YAYLA’YA YOLCULUK

8 Temmuz 2004, Salı.

Sabah erkence kalkan çocuklar, büyük bir sevinç ve heyecan içindeydiler. .Akrabaları Mustafa Yılmaz, traktörüyle o gün çıkaracaktı onları Yayla’ya. Kolileri, poşetleri, torbaları aşağı avluya indirdiler. Ardından, kahvaltı sofrasına oturdular neşe içinde. Bir güzelce doyundular. Sofradan kalkmak üzereydiler ki, bir traktör sesi duydular. Ses güçlenerek geldi kapının önünde durdu, sesi de kesildi.

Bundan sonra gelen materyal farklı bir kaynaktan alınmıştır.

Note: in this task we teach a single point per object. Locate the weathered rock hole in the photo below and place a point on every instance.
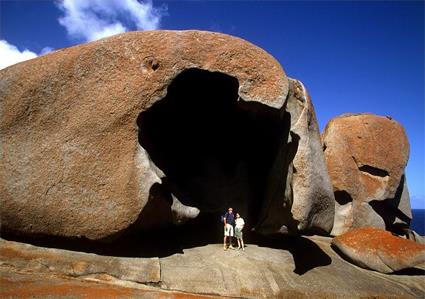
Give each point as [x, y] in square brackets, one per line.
[374, 171]
[215, 149]
[342, 197]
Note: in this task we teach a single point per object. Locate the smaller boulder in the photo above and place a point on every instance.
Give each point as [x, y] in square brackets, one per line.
[379, 250]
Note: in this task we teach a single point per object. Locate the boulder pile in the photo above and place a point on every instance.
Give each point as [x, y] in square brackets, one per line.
[366, 156]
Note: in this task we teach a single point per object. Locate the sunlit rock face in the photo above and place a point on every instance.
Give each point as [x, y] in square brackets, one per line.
[366, 156]
[149, 129]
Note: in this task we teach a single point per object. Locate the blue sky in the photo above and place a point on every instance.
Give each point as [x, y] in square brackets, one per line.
[359, 56]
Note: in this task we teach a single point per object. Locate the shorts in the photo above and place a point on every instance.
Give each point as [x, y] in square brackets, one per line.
[228, 230]
[238, 233]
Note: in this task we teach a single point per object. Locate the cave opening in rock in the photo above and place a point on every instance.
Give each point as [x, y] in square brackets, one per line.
[215, 149]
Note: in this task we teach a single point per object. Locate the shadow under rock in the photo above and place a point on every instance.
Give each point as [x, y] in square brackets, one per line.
[307, 254]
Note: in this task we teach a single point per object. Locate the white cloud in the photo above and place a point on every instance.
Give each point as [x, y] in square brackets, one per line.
[46, 50]
[10, 54]
[95, 19]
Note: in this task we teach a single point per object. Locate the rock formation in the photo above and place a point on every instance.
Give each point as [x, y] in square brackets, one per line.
[366, 155]
[310, 269]
[379, 250]
[145, 129]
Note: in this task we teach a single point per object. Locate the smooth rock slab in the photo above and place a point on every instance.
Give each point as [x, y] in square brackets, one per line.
[379, 250]
[78, 264]
[42, 285]
[293, 268]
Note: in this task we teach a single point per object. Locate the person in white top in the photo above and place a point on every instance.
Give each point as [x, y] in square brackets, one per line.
[239, 224]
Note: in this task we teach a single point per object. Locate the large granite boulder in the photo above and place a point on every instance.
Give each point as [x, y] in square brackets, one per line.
[306, 269]
[366, 156]
[145, 129]
[308, 196]
[379, 250]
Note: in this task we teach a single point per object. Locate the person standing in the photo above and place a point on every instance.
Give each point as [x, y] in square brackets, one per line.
[239, 224]
[229, 219]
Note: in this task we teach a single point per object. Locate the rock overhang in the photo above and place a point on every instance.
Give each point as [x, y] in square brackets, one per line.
[84, 101]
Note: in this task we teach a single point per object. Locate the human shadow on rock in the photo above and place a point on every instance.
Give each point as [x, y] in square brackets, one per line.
[307, 254]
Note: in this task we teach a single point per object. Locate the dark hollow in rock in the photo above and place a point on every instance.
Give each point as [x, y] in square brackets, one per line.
[343, 197]
[215, 149]
[374, 171]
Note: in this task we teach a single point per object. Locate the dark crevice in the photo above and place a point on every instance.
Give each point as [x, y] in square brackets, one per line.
[343, 197]
[388, 210]
[374, 171]
[215, 149]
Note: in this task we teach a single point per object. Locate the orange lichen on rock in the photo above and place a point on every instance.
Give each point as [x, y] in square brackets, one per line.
[379, 250]
[35, 286]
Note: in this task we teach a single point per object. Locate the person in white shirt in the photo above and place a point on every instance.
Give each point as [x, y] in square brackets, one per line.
[239, 224]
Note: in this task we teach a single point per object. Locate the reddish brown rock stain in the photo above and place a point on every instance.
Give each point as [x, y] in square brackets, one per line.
[372, 239]
[80, 289]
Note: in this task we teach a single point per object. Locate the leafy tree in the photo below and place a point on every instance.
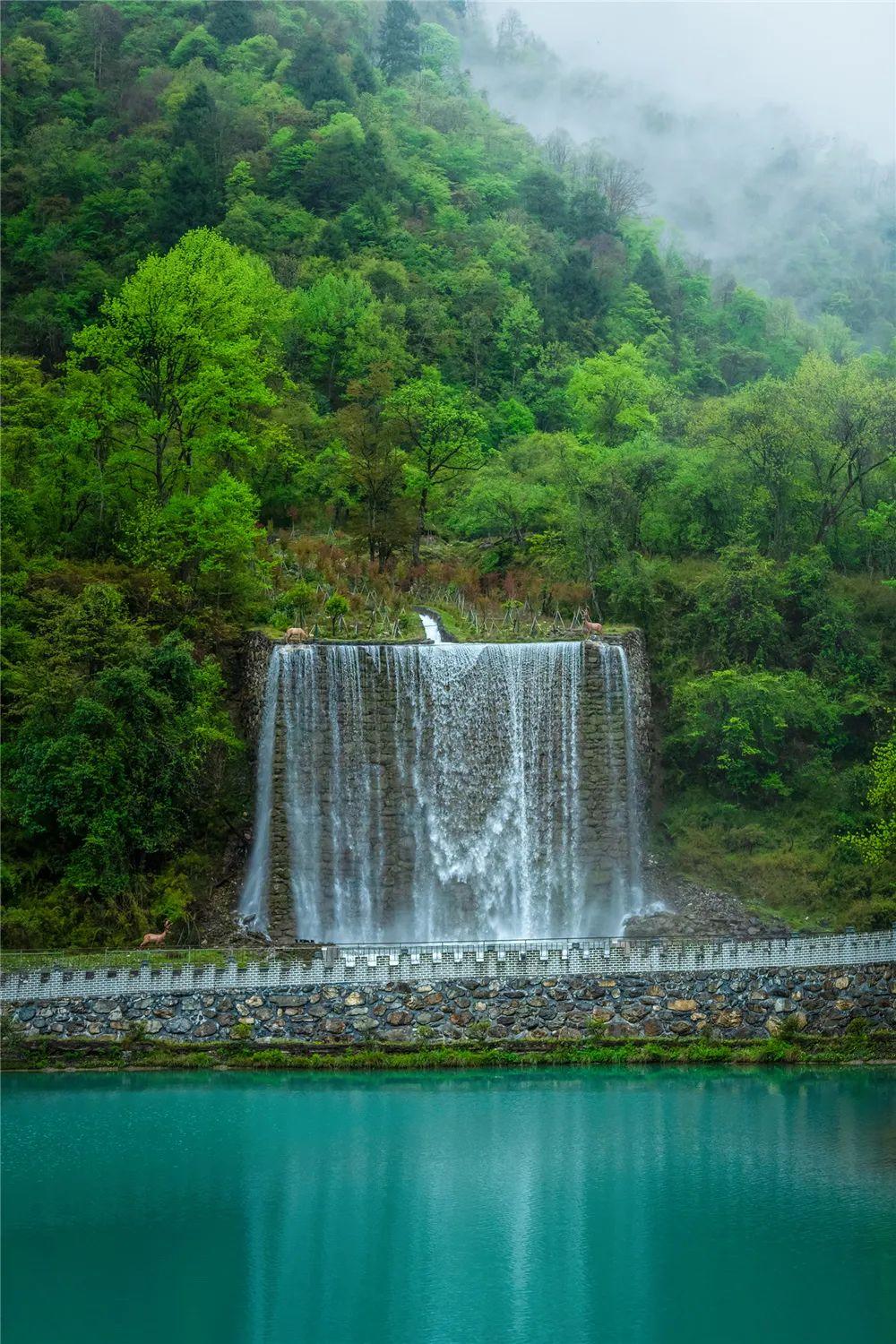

Çocuklar dikkat kesildiler.

Zafer Bey;

“Mustafa gelmiş olmalı,” dedi.

Cemre balkona koşup sokağa baktı.

“Traktör gelmiş Büyükbaba,” dedi sevinç içinde.

Aşağıya indiler hep birlikte. Açtılar kapıyı. Gelen Mustafa Yılmaz’dı.

“Gelmiş! Gidiyoruz!” diye sevinç çığlığı attı çocuklar.

“Hoş geldin Mustafa” dedi Zafer Bey.

“Hoş bulduk Dayı. Hazır mısınız?”

“Hazırız Mustafa.”

“Öyleyse hemen verin gidecekleri. Yerleştireyim traktörün römorkuna.”

“Tamam, ” dediler.

Traktörün römorkuna çıkan Mustafa’ya tek tek uzattılar eşya ve malzemeyi. O da yerleştirdi ön tarafa. Çocukların rahat oturmaları için de saman dolu üç adet telis çuval almıştı.

“Bu konularda ne kadar deneyimli olduğun anlaşılıyor Mustafa,” dedi Zafer Bey.

“Dayı bu kadarı da düşünmedikten sonra, niye kullanıyoruz ki biz bu traktörü. Yayla’ya kadar rahat etsinler yeğenlerim. Ne de olsa dağ yolu, sarsar traktör.”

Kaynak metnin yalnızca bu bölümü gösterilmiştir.